Les origines de la Chevrolet Corvette
Le Journal de Montréal
Rendue à sa huitième génération et produite sans discontinuer depuis près de 70 ans, la Chevrolet Corvette est devenue une auto mythique. Pourtant, elle a eu des débuts plus… humbles.
Une voiture de sport américaine, l’idée est évidente! Eh bien, au début des années 50, pas du tout… En 1952, ce segment représente 0,25% du marché américain et il est presque entièrement occupé par des marques anglaises. En Europe, les GI ont découvert après la guerre les petits roadsters anglais, légers et agiles, et ont tranquillement commencé à en acheter à leur retour chez eux, MG TD et Jaguar XK-120 en tête.
Suivront les Triumph TR-2 et autre Porsche 356. Du côté des constructeurs américains, il ne se passe rien… ou presque. Nash a sorti sa Nash Healey en 1951 et Kaiser la Kaiser Darrin (avec ses portes rétractables) fin 1952. Les deux connaîtront des carrières extrêmement confidentielles. Quelques petites compagnies se lancent dans ce créneau. Et plusieurs d’entre elles offrent des modèles en kit avec des carrosseries en fibre de verre (GRP en anglais, pour Glass Reinforced Plastic), une technologie développée durant la guerre.
Le plus grand que nature (tant par le caractère que par la taille) Harley J. Earl, vice-président responsable du design de General Motors, observe la tendance. Il voit que les courses automobiles attirent de plus en plus de monde et il remarque les roadsters anglais sur les bords des pistes. Fin 1951, il envisage un roadster bon marché (prix visé de 1 850 $ alors que la Chevrolet 1952 la moins chère coûte déjà 1 519 $).
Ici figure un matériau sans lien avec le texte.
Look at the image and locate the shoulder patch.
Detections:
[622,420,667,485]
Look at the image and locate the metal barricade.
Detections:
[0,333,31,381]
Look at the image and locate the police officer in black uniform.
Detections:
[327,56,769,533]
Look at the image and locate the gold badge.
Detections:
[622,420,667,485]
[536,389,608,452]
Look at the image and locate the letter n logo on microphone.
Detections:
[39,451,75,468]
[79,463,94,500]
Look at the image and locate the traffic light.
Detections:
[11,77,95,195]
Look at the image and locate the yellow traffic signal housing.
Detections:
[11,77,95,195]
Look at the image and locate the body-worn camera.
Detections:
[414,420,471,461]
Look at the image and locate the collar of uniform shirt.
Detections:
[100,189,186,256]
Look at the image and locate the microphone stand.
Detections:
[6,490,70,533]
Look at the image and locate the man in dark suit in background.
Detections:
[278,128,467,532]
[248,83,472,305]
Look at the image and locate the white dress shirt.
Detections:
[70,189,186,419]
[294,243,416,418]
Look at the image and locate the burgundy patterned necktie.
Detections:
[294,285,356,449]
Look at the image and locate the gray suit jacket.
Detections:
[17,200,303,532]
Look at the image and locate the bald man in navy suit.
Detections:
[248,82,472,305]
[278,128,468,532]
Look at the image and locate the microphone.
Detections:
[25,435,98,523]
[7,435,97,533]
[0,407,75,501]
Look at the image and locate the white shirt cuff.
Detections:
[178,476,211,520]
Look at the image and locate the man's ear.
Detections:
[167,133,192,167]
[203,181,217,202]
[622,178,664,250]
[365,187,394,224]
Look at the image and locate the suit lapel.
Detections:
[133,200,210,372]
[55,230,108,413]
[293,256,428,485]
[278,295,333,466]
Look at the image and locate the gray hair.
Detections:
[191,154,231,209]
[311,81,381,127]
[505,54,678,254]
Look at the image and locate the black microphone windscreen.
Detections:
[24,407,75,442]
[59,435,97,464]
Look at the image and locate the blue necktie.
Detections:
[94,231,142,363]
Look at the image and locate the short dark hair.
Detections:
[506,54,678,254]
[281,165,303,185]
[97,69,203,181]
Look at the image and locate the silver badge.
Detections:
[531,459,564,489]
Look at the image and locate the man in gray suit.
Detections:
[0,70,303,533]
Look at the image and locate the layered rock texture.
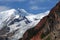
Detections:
[19,2,60,40]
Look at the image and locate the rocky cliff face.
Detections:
[19,2,60,40]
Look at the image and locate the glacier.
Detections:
[0,9,49,40]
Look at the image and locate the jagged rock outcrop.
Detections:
[19,2,60,40]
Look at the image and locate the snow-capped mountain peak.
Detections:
[0,9,48,40]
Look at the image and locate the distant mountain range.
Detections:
[0,9,49,40]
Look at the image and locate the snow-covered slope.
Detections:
[0,9,49,40]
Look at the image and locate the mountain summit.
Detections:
[0,9,49,40]
[19,2,60,40]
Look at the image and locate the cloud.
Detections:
[0,6,10,12]
[30,6,39,10]
[30,5,48,10]
[29,0,50,4]
[0,0,26,2]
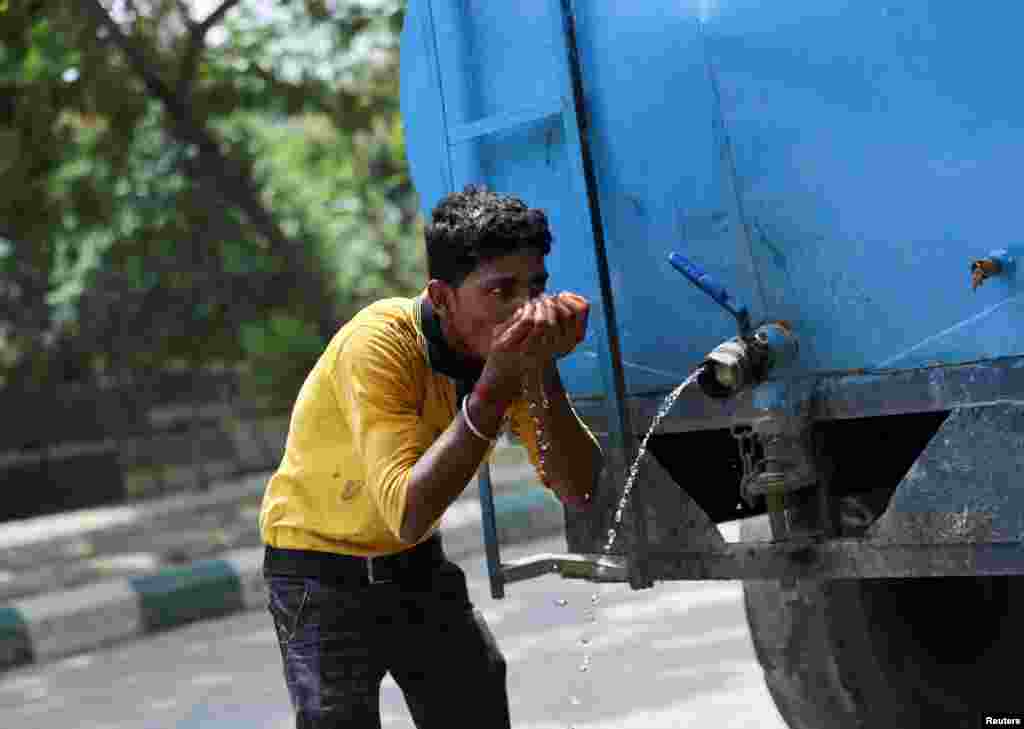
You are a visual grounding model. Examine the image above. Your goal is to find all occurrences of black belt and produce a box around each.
[263,533,444,585]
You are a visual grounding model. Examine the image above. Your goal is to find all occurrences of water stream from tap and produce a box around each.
[523,367,703,729]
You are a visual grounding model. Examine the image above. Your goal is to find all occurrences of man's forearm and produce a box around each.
[534,361,603,504]
[401,397,503,543]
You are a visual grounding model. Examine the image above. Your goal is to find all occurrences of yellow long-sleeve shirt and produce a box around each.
[259,294,593,556]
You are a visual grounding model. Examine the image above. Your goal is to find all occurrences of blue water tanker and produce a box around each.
[401,0,1024,729]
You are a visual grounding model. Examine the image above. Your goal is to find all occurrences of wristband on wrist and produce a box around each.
[462,395,498,443]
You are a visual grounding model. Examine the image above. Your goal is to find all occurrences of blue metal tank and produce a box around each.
[401,0,1024,395]
[401,8,1024,729]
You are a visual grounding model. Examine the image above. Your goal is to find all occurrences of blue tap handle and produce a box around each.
[669,252,751,334]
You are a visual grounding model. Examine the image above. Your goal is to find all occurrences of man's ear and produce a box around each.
[427,278,455,316]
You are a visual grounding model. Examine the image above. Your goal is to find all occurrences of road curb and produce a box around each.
[0,488,564,672]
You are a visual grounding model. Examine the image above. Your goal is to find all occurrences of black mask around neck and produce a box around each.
[420,296,483,401]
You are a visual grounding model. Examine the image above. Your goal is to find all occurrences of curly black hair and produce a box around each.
[425,185,551,287]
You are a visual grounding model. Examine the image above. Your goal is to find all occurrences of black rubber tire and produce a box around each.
[743,518,1024,729]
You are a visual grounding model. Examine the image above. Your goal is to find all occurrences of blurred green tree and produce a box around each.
[0,0,423,399]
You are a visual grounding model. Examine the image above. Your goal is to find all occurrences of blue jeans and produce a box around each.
[266,561,510,729]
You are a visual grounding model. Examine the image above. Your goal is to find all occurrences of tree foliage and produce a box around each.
[0,0,423,397]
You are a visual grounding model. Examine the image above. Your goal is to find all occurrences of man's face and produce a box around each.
[442,251,548,359]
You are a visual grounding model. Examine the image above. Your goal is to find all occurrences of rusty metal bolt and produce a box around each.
[971,258,1002,291]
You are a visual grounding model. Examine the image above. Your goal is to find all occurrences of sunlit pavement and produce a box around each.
[0,528,784,729]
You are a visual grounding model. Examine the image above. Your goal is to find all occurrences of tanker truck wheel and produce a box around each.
[740,520,1024,729]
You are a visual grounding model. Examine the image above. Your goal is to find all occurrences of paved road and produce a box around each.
[0,540,785,729]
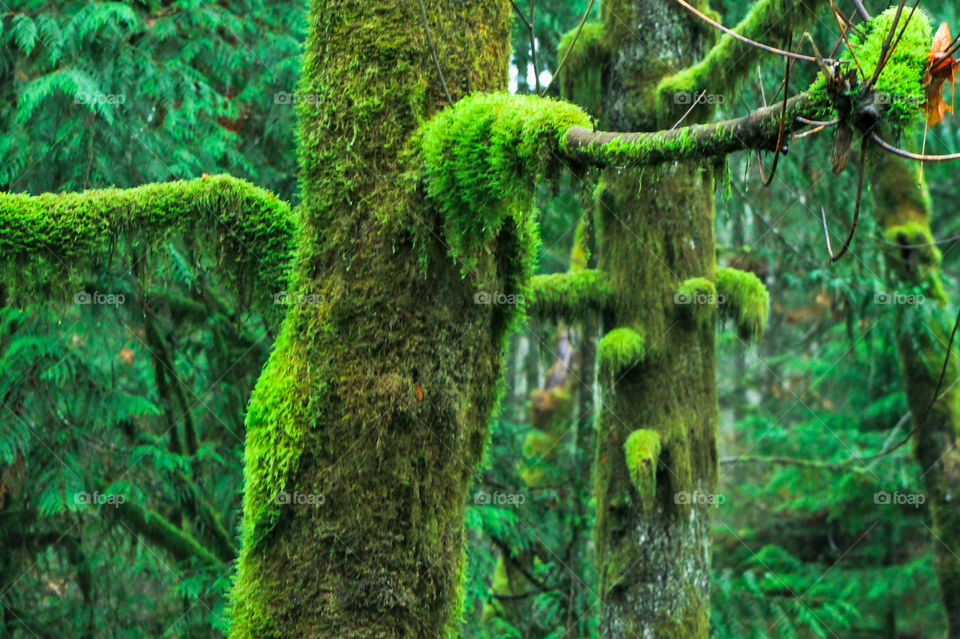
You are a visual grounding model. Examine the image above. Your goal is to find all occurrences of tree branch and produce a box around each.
[0,175,295,302]
[560,92,829,166]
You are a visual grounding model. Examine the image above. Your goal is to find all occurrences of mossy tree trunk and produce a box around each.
[580,1,717,639]
[230,0,518,639]
[873,155,960,639]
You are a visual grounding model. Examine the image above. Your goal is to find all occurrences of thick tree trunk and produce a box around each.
[580,0,717,639]
[231,0,518,639]
[873,155,960,639]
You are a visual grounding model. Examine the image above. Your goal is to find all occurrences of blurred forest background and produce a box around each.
[0,0,960,639]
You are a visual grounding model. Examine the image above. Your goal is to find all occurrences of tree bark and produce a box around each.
[230,0,519,639]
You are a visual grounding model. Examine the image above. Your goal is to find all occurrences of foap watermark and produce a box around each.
[473,490,527,508]
[273,91,323,106]
[73,490,127,508]
[673,291,724,306]
[673,490,727,506]
[873,490,927,508]
[873,291,924,306]
[673,91,727,104]
[273,490,327,506]
[273,293,323,306]
[73,91,127,106]
[73,291,127,306]
[473,291,523,306]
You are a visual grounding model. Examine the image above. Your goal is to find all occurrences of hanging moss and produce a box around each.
[527,269,610,322]
[623,428,660,509]
[673,277,717,327]
[597,328,646,379]
[557,22,609,117]
[418,93,591,272]
[0,175,295,305]
[717,267,770,341]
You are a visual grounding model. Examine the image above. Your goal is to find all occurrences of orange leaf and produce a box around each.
[923,22,960,126]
Le directeur général, Thomas Keating, et l’ingénieur en chef, Ed Cole, de Chevrolet se montrent très intéressés.
Le projet est baptisé « Opel », comme la filiale allemande, pour tromper la concurrence et se contente d’une équipe réduite, tenue au secret. Début 1952, Robert McLean réalise les premiers croquis et Maurice Olley travaille sur le châssis. Afin de réduire au maximum les coûts, il a l’obligation de réutiliser le plus de pièces existantes possible. La longueur d’empattement est fixée à 102 pouces, soit celle de la Jaguar XK-120, et la position de conduite est aussi calquée sur cette dernière.
À l’époque, il n’est pas possible pour une division de GM d’utiliser un moteur provenant d’une autre division (quand GM commencera cette pratique dans les années 70, certains clients intenteront des procès), Chevrolet doit donc se contenter de son 6 cylindres en ligne de 235 pc de série. Seulement, avec 105 chevaux (ou 115 avec la boîte automatique), on ne peut pas vraiment parler de sport. Le bloc est revu : arbre à cames plus agressif, poussoirs mécaniques, taux de compression augmenté (de 7,5:1 à 8,0:1) et trois carburateurs au lieu d’un seul. Après cela, le « nouveau » moteur, dorénavant appelé Blue Flame, développe 150 chevaux. Cependant, il sera accouplé à une boîte automatique Powerglide à deux rapports, franchement pas sportive mais la seule boîte chez Chevrolet capable d’encaisser cette puissance.
Les travaux avancent bon train. Une première maquette en argile grandeur nature est complétée au printemps 1952. Et il faut aller vite car le projet doit être bouclé pour la fin de l’année. C’est pour cela que le prototype est réalisé avec une carrosserie en fibre de verre.